La loi AB 730 criminalise la diffusion d'audio ou de vidéo qui donne une impression fausse et préjudiciable des paroles ou actions d'un politicien. La loi AB 730 s'applique à tout candidat dans les 60 jours avant une élection. Autrement dit, elle rend illégale la distribution de vidéos manipulées visant à discréditer un candidat politique et à tromper les électeurs dans les 60 jours avant une élection, mais elle comporte certaines exceptions. Les médias d'information seront exemptés de cette exigence, tout comme les vidéos faites pour la satire ou la parodie.
« La loi actuelle interdit à toute personne ou entité déterminée de produire, distribuer, publier ou diffuser, avec une intention malveillante, du matériel de campagne, tel que défini, qui contient (1) une image ou une photographie d'une personne ou de personnes dans laquelle l'image d'un candidat à une charge publique est superposée ou (2) une image ou une photographie d'un candidat à une charge publique dans laquelle l'image d'une autre personne ou de plusieurs personnes est superposée, à moins que le matériel de campagne contienne une divulgation précise ».
Toujours au niveau des directives de la loi AB 730, la vidéo ou l'audio potentiellement trompeuse sera également autorisée si elle comprend une clause de non-responsabilité indiquant qu'il s'agit d'un faux. La loi arrivera à expiration fin 2023. Les deux lois, AB 730 et AB 602, ont été proposées par le membre de l'Assemblée de Californie Marc Berman. Il a déclaré que les deepfakes et les vidéos modifiées telles que celle dans laquelle on retrouve Nancy Pelosi, la présidente de la Chambre des représentants, peuvent induire les électeurs en erreur et perturber les élections.
« Les électeurs ont le droit de savoir quand les vidéos, les audios et les images qu'on leur montre, pour tenter d'influencer leur vote lors d'une élection à venir, ont été manipulés et ne représentent pas la réalité », a déclaré Berman. « Dans le contexte des élections, la capacité d'attribuer à un candidat un discours ou une conduite qui est fausse, ce qui ne s'est jamais produit, fait de la technologie deepfake un outil puissant et dangereux dans l'arsenal de ceux qui veulent mener des campagnes de désinformation pour semer la confusion chez les électeurs ». La seconde loi signée par Gavin Newsom est la loi AB 602. Elle vient sévir dans un domaine où les deepfakes font de plus en plus de ravage depuis quelques années : celui de la pornographie.

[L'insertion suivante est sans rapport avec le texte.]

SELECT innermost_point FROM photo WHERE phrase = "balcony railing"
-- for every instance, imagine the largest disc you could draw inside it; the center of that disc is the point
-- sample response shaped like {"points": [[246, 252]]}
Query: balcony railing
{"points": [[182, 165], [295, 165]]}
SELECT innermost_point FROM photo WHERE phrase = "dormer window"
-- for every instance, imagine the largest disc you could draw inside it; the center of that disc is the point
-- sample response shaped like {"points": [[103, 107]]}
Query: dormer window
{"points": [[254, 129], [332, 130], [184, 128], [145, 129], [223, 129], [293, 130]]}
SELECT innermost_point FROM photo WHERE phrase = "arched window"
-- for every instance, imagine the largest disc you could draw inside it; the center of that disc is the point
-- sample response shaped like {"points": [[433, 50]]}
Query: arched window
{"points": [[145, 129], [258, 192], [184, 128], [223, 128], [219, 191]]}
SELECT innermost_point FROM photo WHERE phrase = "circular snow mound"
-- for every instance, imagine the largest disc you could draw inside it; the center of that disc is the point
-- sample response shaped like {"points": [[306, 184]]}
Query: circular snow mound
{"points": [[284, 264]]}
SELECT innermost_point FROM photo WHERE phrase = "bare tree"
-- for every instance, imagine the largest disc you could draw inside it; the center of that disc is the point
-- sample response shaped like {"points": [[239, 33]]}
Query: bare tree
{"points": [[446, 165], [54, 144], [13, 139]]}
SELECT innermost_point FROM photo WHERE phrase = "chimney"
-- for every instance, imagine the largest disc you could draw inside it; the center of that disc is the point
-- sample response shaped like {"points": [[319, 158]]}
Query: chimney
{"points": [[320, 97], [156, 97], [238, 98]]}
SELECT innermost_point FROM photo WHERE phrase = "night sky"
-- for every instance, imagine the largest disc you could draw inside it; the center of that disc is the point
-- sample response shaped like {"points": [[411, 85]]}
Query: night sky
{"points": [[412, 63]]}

Une étude montre que 96 % parmi plus de 14 000 vidéos en ligne étaient des deepfakes de nature pornographique
À en croire une récente étude de Deeptrace, une entreprise spécialisée dans la cybersécurité, 96 % parmi plus de 14 000 vidéos qu’elle a pu trouver en ligne étaient des deepfakes de nature pornographique. De plus, Deeptrace a décrit 96 % de ces contenus comme des contenus pornographiques non consentis. Un phénomène qui s'amplifie de jour en jour.
Dans son rapport d’étude, l’entreprise a indiqué qu’elle a analysé plusieurs milliers de vidéos provenant à la fois des sites pornographiques proposant des vidéos deepfakes, des sites pornographiques mainstream, des hébergeurs de vidéos comme YouTube, Vimeo ou Dailymotion, les résultats de recherches Google et des forums (Reddit, 4chan, 8chan, etc.). 96 % des contenus sont décrits comme des contenus pornographiques non consentis. Il s’agissait notamment de stars (actrices, chanteuses, etc.) dont le visage avait été rajouté sur le corps d’une actrice pornographique.

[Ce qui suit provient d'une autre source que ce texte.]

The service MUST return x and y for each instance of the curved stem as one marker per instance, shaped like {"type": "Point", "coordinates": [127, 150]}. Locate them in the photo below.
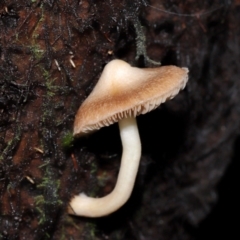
{"type": "Point", "coordinates": [83, 205]}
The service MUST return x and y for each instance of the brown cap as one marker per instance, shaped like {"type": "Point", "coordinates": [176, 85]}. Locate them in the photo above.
{"type": "Point", "coordinates": [123, 91]}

Plus encore, Deeptrace a notifié que le trafic sur les sites Web qui créent et hébergent de la pornographie deepfake est phénoménal. Il a notifié que sur quatre gros sites dédiés aux contenus pornographiques de type deepfakes, ces vidéos ont été visionnées plus de 134 millions de fois, depuis décembre 2018. Ensuite, le nombre de vidéos y aurait doublé ces sept derniers mois, passant d’environ 7 000 à plus de 13 000. Selon le cabinet d’étude, ces sites spécialisés hébergeaient pour la plupart des contenus de nature pornographique.

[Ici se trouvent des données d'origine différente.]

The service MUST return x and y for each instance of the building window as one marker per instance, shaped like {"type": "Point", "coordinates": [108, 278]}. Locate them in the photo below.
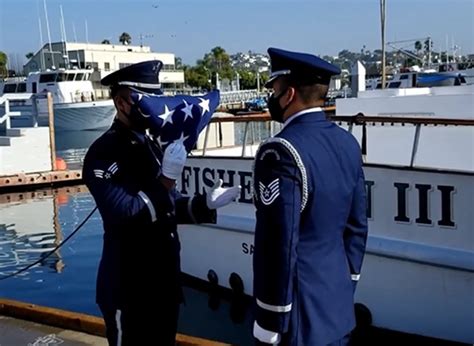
{"type": "Point", "coordinates": [93, 65]}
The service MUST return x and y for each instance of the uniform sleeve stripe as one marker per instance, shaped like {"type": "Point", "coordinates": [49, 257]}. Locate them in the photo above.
{"type": "Point", "coordinates": [150, 206]}
{"type": "Point", "coordinates": [266, 336]}
{"type": "Point", "coordinates": [299, 163]}
{"type": "Point", "coordinates": [274, 308]}
{"type": "Point", "coordinates": [190, 209]}
{"type": "Point", "coordinates": [355, 277]}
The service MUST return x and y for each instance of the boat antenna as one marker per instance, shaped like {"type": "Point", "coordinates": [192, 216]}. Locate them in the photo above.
{"type": "Point", "coordinates": [63, 36]}
{"type": "Point", "coordinates": [382, 20]}
{"type": "Point", "coordinates": [49, 33]}
{"type": "Point", "coordinates": [75, 40]}
{"type": "Point", "coordinates": [87, 33]}
{"type": "Point", "coordinates": [41, 38]}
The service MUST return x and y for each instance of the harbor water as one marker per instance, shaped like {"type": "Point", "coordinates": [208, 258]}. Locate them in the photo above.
{"type": "Point", "coordinates": [32, 224]}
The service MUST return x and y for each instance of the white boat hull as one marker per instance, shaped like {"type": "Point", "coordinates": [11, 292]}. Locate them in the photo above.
{"type": "Point", "coordinates": [82, 116]}
{"type": "Point", "coordinates": [418, 274]}
{"type": "Point", "coordinates": [79, 116]}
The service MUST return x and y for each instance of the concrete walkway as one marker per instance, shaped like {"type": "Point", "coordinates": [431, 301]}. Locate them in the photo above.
{"type": "Point", "coordinates": [15, 332]}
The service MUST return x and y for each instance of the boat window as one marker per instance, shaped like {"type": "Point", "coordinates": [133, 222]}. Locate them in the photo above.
{"type": "Point", "coordinates": [9, 88]}
{"type": "Point", "coordinates": [61, 77]}
{"type": "Point", "coordinates": [48, 78]}
{"type": "Point", "coordinates": [21, 88]}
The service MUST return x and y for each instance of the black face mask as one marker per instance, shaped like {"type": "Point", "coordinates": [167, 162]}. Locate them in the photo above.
{"type": "Point", "coordinates": [138, 121]}
{"type": "Point", "coordinates": [276, 111]}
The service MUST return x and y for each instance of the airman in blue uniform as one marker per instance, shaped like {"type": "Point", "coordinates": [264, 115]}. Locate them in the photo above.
{"type": "Point", "coordinates": [311, 225]}
{"type": "Point", "coordinates": [132, 182]}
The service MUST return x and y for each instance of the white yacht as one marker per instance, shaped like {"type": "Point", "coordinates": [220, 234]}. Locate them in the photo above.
{"type": "Point", "coordinates": [74, 99]}
{"type": "Point", "coordinates": [418, 143]}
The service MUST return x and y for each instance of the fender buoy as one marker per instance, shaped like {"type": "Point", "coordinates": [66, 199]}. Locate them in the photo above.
{"type": "Point", "coordinates": [61, 164]}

« Ce nombre important de téléspectateurs témoigne du marché des sites Web qui créent et hébergent de la pornographie deepfake, une tendance qui continuera de croître à moins que des mesures décisives ne soient prises », a écrit Deeptrace. C’est contre cela que la loi AB 302, proposée par le parlementaire Marc Berman, cherche à lutter. Ainsi, la nouvelle loi AB 302 donne aux Californiens le droit de poursuivre en justice une personne qui crée des deepfakes qui les placent dans des vidéos pornographiques sans leur consentement.
« La loi existante crée un droit privé d'action contre une personne qui distribue intentionnellement une photographie ou une image enregistrée d'une autre personne qui expose les parties intimes du corps de cette personne ou d'une personne se livrant à un acte sexuel sans son consentement si certaines conditions sont remplies », peut-on lire dans les directives de la loi AB 602.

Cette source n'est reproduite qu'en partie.